FRANKFURT - The global pendulum has swung toward higher interest rates, but its movement is less than smooth, and it looks as if cheap money will remain readily available for much of this year.
Major central banks, anxious to prevent an inflationary spurt, are drawing the curtain upon an extraordinary era of cheap money.
The United States Federal Reserve is on a steady credit tightening path.
But in the euro zone - the world's second largest economic bloc, where official money costs only 2 per cent - the European Central Bank looked unlikely to start closing the taps before this northern summer, analysts said.
As for the Bank of Japan, it has yet to lay out any strategy for exiting its policy of zero interest rates.
"The case is there for a global rate tightening cycle," said Christel Aranda-Hassel, European economist for Credit Suisse First Boston in London. "But everyone is slightly differentiated in pace.

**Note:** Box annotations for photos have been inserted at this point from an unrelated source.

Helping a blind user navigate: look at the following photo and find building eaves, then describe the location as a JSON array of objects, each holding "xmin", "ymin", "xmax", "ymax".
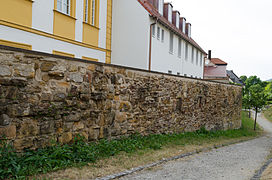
[
  {"xmin": 211, "ymin": 58, "xmax": 228, "ymax": 65},
  {"xmin": 138, "ymin": 0, "xmax": 207, "ymax": 55}
]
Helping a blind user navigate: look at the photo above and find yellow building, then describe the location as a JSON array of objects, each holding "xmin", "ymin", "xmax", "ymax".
[{"xmin": 0, "ymin": 0, "xmax": 112, "ymax": 63}]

It is a matter of degree rather than direction."
The timing and speed of rate tightening by other major central banks is far from clear.

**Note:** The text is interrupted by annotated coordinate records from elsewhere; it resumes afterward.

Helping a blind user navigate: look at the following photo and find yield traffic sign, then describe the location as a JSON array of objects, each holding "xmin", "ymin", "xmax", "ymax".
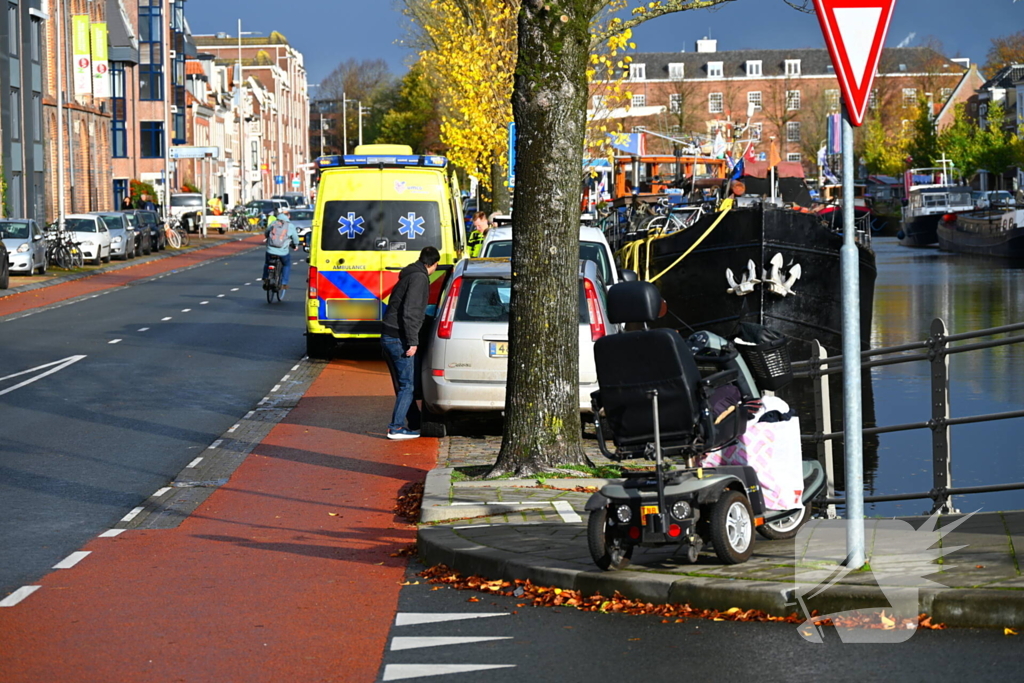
[{"xmin": 814, "ymin": 0, "xmax": 896, "ymax": 126}]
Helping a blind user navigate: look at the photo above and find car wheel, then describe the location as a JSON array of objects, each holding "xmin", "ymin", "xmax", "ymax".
[{"xmin": 711, "ymin": 490, "xmax": 754, "ymax": 564}]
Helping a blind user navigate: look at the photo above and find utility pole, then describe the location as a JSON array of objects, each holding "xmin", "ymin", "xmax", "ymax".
[{"xmin": 54, "ymin": 0, "xmax": 65, "ymax": 230}]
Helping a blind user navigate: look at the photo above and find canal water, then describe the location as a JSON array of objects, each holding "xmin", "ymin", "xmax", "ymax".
[{"xmin": 839, "ymin": 238, "xmax": 1024, "ymax": 516}]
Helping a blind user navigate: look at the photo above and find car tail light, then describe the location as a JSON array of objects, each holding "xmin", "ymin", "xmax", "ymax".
[
  {"xmin": 437, "ymin": 276, "xmax": 462, "ymax": 339},
  {"xmin": 583, "ymin": 278, "xmax": 605, "ymax": 341},
  {"xmin": 309, "ymin": 265, "xmax": 319, "ymax": 299}
]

The Bank of England is taking a breather after a bout of rate tightening last year, and 22 out of 47 economists surveyed by Reuters this week said the British rate tightening had already peaked at 4.75 per cent.
The Bank of Canada has also paused after two rate hikes in September and October, as has the Swiss National Bank.
So even though the global economy posted its best performance in three decades last year, growing at roughly 5 per cent, rate tightening looks set to remain modest.
In a Reuters survey conducted in January, analysts predicted official rates in the Group of Seven top industrial nations would reach an average level of 2.9 per cent by the end of this year.
That would be only a slightly faster pace than the 0.4 percentage points of tightening delivered last for the G7 on average.